The Illiterate by Agota Kristof

TheIlliterateI was meant to be reading a different novel this week, but when I picked up The Illiterate, by chance, I found myself unable to turn away.

The Illiterate is a short memoir that tells the story of Agota Kristof’s journey into writing and storytelling. It is not surprising that she was a child who read voraciously, who insisted on telling stories. But when she is forced to move away from her country of birth, to travel from Hungary and seek refuge, eventually, in Switzerland, the description of her battle to learn French is very moving and the reason she considers herself an illiterate. She writes:

I have spoken French for more than thirty years, I have written in French for twenty years, but I still don’t know it. I don’t speak it without mistakes, and I can only write it with the help of dictionaries, which I frequently consult.

It is for this reason that I also call the French language an enemy language. There is a further reason, the most serious of all: this language is killing my mother tongue. (p20)

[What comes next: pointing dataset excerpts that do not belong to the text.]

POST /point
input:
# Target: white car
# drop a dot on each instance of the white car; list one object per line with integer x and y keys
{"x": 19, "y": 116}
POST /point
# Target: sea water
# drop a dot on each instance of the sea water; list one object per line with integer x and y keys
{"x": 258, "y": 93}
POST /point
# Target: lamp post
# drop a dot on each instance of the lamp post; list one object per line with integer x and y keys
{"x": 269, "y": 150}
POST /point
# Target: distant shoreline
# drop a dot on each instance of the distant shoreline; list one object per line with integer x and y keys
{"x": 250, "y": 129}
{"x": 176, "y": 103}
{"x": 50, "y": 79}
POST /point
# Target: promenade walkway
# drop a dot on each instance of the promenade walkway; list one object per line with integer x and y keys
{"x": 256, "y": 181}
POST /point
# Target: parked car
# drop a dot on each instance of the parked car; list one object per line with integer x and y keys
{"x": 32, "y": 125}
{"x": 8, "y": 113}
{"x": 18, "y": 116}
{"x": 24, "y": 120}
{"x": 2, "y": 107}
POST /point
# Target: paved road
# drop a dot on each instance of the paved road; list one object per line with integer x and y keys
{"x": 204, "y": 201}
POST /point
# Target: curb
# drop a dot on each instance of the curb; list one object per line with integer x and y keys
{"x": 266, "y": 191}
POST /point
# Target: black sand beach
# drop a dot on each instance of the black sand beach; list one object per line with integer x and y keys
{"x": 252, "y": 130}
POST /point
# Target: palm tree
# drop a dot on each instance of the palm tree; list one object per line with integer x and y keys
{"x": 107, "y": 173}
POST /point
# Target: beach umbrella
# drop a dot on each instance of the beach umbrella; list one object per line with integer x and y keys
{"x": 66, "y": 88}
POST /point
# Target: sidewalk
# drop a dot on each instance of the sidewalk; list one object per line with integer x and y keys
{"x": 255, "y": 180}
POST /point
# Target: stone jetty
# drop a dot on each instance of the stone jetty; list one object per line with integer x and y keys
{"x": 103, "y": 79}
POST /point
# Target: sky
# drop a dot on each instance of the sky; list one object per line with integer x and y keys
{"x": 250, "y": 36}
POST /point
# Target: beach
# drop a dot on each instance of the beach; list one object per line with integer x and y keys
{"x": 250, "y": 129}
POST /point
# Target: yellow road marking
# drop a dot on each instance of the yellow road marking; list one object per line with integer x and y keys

You can feel her passion for what was once the only language for her, Hungarian. You see her frustration with communicating and writing literature in another language, one she has to labour over. And yet, it is partly her struggle with French that creates such interesting prose.

In The Notebook and the following two novels that form a trilogy about twins sent to live with their grandmother during the war, the writing is stronger for its focus on what the writers of the notebook, the twins, call simple fact. There is no florid language, only simple statements whose truth echoes with unspoken deeper emotion. Agota Kristof reminds us that we don’t need to use the wider edges of an extended vocabulary if we focus on precision. Clear simplicity has an eloquence all its own.

The Notebook has become one of my favourite books. Being allowed to taste that particular quality of her prose again and to learn about how it developed in The Illiterate was a real pleasure. Agota Kristof is a central feature in my literary landscape so it was no surprise other novels fell away when I opened The Illiterate.

Short and sweet, The Illiterate is a beautiful memoir with a message: ‘you become a writer by writing with patience and obstinacy, without ever losing faith in what you write.’

I may write two reviews next week because after The Illiterate I was diverted from my course again by the novel White Lies by Lynn Michell. I’m not being very disciplined in my reading or my writing at the moment so I hope I can take Agota Kristof’s answer to how you become a write to heart and rediscover that sense of faith.